えい!ぷりる☆ふーる
チュンチュン
ん、
「…朝?」
「桜月ー、あ、やっと起きたのね。もう、お昼よ?仕事いいの?」
「…へ?」
え、嘘。
もう、昼?ヤバっ!
「もう!何でもっと早く起こしてくれなかったの!」
「何言ってるの、」
急いで着替えている私を見ながらエプロンをした母は壁に寄りかかりながら腕を組んでいた。
「いつも通り5時半に起こしたじゃない。ほら」
と言いながら、壁掛け時計の方を指さした。
あれ?ほんとだ。5時半だ。
「まさか、お母さん」
「今日エイプリルフールでしょ?ふふ、騙された?」
朝ごはん出来てるわよー、と手を振りながら母は部屋を出ていった。
私は着替えもそこそこに半裸に近い下着姿で呆けていた。
****
「おはようございます。」
しーん
「…ふぅ」
まぁいつも通りこの時間の女子更衣室は独りぼっちのため返事が返ってくることもない。
さ、制服に着替えて仕事しようかな。
****
「今日ねぇ、空飛ぶペンギン見たんだよぉ」
「ぶっ!」
「汚いよぉ、桜月ぃ」
昼食の時間のため社員食堂で他部署の友達、日和と弁当を食べていた。
そんな中日和が急にぶっ飛んだことを言うもんだからつい口に含んでいたものを軽く噴き出した。
「日和、まぢで見たの?」
「何言ってんの、桜月。嘘に決まってんじゃん。はは。面白かった。」
「…エイプリルフールめ」
また騙された。今日で2回目。
はぁ、何で騙されるのかなぁ私。
****
「ご苦労様、今日はもう上がっていいよ。」
「はい、お疲れ様でした。お先失礼します。」
退社の時間。女子更衣室にはまだ誰も来ていない様子だった。
着替えを終え、玄関に向かっている途中誰かが立っているのが見えた。
「あ、」
笠松君だ。一年下の後輩の男子くん。年齢差は三つ。
「お疲れ様笠松君。」
「お疲れ様です、三村先輩!」
「どうしたの?誰か待ってるの?」
大して意味もなく聞いてみた。
「…先輩を待っていました。」
はぁ、私を…待ってた?
「え?私を待ってたの?どうして」
笠松君は黙り込み、俯いてしまった。
あれ?心なしか笠松君顔が赤い。熱でもあるのかな?
「ねぇ笠松君、具合でも悪いの?」
覗き込みながら近づくと鞄を掛けていない左手をグッと引かれた。
「先輩!好きです!あの、つ付き合ってください!」
「えっ!!?」
はっ、もしやこれも嘘。エイプリルフールだから嘘ついて私をからかって楽しんでるんだ!もう引っかからないぞ。

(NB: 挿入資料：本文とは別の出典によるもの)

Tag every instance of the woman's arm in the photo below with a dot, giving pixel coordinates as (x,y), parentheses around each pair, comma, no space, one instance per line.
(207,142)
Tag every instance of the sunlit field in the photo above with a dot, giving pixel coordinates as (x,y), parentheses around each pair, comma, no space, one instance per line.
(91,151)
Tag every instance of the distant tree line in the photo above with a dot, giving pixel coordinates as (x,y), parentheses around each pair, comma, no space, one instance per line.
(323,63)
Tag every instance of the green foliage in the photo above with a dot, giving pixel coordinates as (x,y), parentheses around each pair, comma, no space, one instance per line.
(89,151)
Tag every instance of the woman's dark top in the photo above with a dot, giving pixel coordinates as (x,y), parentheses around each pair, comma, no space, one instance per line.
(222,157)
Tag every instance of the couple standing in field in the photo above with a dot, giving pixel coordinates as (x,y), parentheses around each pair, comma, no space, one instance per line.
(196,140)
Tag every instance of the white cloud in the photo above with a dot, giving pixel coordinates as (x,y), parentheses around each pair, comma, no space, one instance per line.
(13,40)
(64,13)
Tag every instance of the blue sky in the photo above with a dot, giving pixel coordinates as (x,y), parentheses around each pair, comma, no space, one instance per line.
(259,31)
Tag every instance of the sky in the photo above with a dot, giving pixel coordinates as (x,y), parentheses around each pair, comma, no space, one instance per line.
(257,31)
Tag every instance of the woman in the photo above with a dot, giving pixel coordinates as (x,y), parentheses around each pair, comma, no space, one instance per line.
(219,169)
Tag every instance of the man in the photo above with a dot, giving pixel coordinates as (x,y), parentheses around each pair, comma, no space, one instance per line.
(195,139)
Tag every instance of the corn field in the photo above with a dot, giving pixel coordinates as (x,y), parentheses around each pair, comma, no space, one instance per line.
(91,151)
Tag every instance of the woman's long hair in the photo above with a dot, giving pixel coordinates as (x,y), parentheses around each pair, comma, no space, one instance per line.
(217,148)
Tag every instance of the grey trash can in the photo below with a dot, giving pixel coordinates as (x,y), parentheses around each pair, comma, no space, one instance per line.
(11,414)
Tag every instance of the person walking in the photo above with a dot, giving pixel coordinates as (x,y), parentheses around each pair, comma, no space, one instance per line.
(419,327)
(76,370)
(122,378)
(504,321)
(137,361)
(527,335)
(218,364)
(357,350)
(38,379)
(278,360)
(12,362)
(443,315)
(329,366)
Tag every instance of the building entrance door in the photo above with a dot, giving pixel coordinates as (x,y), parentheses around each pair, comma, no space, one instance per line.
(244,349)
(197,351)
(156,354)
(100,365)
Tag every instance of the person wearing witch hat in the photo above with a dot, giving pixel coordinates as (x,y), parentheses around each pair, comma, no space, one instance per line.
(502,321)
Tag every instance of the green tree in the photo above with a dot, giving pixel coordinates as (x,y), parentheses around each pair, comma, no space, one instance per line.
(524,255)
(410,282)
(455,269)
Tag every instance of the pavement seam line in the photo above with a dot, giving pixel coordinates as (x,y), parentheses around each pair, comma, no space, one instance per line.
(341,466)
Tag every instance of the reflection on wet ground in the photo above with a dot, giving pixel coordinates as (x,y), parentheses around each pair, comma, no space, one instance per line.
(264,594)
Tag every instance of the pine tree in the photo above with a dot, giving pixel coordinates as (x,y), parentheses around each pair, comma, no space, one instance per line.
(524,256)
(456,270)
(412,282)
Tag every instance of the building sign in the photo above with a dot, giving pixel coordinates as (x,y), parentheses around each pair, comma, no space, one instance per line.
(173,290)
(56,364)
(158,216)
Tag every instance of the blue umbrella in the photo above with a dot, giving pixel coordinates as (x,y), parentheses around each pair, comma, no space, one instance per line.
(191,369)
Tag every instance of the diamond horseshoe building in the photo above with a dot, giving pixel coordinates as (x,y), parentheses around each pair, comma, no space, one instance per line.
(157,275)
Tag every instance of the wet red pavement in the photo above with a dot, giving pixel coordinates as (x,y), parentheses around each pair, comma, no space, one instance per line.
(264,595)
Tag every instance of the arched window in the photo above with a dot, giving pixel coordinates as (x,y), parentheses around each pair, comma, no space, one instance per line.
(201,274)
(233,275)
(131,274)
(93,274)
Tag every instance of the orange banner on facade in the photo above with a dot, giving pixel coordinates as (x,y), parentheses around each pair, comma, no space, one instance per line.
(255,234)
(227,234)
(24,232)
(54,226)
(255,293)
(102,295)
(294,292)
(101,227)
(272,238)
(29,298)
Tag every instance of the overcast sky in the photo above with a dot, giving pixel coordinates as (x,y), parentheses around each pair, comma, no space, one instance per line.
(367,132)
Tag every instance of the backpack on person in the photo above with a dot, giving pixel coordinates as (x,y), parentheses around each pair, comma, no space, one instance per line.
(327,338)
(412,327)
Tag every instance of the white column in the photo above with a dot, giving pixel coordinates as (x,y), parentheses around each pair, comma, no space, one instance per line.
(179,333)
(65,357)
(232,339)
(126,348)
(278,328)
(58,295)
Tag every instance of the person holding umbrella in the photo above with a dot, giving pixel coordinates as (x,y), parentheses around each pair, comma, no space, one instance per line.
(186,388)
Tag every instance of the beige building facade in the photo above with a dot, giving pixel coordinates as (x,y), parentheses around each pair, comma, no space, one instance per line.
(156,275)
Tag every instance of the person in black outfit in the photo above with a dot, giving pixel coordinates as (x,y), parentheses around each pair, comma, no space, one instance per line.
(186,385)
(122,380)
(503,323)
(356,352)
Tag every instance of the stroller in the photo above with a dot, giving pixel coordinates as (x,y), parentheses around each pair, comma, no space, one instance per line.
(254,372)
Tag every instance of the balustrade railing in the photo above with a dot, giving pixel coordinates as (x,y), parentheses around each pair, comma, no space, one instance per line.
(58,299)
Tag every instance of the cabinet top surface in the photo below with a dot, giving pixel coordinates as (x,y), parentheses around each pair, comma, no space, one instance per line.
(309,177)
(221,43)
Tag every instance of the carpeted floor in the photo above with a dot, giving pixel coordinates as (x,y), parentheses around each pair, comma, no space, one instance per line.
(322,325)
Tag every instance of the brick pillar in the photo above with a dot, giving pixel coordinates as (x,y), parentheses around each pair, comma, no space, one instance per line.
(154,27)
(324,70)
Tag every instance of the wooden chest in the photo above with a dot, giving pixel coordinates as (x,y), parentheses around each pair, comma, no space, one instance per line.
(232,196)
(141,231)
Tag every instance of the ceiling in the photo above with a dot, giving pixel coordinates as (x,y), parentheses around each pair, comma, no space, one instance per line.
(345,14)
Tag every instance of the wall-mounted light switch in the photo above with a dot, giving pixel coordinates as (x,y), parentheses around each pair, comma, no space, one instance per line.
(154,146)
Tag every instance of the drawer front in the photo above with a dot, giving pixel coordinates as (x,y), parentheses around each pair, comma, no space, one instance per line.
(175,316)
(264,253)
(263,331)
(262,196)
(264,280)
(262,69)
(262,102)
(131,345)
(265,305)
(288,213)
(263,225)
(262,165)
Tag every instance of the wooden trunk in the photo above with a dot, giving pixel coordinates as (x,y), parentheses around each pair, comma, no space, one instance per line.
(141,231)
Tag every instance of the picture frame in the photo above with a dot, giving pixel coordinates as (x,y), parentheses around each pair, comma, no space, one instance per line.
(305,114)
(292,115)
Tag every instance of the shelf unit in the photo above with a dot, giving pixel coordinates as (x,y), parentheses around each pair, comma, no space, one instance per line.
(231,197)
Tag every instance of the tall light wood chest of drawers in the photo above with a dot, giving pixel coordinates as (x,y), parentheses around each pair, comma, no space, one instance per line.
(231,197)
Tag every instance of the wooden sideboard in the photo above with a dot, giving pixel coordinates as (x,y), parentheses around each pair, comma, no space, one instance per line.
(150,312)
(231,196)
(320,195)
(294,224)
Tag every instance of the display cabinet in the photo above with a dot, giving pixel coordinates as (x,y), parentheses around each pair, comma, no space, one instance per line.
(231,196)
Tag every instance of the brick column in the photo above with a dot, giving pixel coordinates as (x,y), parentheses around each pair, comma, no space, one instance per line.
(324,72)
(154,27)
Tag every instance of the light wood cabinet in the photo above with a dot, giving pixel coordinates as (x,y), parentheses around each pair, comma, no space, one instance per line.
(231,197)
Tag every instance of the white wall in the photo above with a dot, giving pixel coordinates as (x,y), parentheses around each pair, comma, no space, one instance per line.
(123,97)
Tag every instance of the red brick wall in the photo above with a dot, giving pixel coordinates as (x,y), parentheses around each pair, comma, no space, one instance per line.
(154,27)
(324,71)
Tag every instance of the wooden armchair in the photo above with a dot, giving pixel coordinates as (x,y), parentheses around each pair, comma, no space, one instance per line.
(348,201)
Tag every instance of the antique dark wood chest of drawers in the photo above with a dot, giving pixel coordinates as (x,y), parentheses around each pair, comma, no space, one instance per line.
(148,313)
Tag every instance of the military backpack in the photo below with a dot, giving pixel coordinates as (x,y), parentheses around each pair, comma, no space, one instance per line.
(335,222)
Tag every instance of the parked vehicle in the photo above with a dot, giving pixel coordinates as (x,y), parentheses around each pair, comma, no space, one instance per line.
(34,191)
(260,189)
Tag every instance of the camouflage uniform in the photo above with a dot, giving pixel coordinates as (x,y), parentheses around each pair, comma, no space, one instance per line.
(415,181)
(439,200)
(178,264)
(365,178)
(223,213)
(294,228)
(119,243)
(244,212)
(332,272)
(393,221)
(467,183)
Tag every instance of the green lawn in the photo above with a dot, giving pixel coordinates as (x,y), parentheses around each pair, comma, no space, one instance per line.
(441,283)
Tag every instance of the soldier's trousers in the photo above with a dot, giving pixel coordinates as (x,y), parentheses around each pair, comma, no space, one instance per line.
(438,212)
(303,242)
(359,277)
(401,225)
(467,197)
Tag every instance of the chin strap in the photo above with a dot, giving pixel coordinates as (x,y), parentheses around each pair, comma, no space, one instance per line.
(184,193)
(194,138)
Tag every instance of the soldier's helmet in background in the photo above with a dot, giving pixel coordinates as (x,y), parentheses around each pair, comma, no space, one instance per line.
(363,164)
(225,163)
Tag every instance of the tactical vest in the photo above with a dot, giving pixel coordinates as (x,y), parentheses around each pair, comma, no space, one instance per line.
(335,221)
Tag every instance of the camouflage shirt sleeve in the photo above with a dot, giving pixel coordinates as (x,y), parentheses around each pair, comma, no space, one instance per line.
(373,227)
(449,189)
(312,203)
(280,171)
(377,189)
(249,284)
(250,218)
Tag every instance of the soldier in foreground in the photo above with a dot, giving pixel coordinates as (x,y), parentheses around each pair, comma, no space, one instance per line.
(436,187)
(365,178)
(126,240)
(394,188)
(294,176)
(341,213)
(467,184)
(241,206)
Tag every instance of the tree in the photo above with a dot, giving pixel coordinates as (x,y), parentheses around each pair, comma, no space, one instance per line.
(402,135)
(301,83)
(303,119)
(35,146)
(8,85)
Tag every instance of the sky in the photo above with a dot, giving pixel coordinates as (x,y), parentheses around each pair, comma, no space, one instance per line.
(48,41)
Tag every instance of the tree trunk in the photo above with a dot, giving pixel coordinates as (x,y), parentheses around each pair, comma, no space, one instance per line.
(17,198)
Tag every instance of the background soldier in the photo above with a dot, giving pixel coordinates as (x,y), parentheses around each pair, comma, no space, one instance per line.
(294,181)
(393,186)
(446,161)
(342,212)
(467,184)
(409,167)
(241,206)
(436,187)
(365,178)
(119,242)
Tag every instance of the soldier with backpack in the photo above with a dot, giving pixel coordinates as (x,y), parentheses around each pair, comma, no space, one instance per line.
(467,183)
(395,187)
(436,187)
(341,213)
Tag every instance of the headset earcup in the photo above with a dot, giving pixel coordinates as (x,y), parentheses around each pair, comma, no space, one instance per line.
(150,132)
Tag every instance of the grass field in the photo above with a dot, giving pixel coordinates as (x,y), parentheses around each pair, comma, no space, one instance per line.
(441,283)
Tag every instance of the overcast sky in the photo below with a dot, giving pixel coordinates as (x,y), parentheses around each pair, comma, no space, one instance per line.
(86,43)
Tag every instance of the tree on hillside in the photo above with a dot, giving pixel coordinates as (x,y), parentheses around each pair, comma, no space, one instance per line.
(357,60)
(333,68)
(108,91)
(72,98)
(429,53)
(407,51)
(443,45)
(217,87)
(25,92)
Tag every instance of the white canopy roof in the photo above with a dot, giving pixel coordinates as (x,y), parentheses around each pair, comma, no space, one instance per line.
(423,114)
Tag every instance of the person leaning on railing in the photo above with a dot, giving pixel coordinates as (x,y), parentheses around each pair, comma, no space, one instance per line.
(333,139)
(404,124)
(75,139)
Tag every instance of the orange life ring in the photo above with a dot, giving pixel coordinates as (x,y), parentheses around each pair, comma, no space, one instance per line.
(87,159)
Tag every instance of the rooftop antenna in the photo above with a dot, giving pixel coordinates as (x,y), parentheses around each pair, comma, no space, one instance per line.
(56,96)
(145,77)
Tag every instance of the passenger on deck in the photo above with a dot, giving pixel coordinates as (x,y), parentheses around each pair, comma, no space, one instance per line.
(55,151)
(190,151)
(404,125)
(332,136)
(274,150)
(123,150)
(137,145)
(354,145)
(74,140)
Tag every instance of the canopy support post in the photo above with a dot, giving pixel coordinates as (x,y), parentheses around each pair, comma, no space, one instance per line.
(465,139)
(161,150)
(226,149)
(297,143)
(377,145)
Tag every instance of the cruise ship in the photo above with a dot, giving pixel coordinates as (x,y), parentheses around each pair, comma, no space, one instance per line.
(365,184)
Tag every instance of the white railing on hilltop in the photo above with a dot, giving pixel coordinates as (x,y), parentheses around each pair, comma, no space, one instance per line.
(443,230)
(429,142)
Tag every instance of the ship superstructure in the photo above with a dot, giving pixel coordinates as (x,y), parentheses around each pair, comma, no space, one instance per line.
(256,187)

「う、嘘でしょ?エイプリルフールだから嘘ついてるんでしょう?」
「エイプリルフール?…あ、今日4月1日だった!あでも嘘じゃありません!本気です信じてください!」
「い、いや、今日もう二回も騙されてるから、その手には乗らないぞ。」
手を離してもらおうと後ろに身を傾けて力を入れるが解けない。
「あぁ、もう!先輩はかなりの奥手ですね。…これなら」
「え、」
ドクン、
「信じてもらえますか?」
掴まれていた手を笠松君は自分の胸に当てた。手から笠松君の鼓動が伝わる。とても速い。
「…嘘、じゃないの?」
「はい。好きです先輩。付き合ってください。」
顔に熱が込み上げてくる感覚がある。心臓も、ドクンドクンと速く脈打ってるのが分かる。笠松君の鼓動の速さが移ったかのように。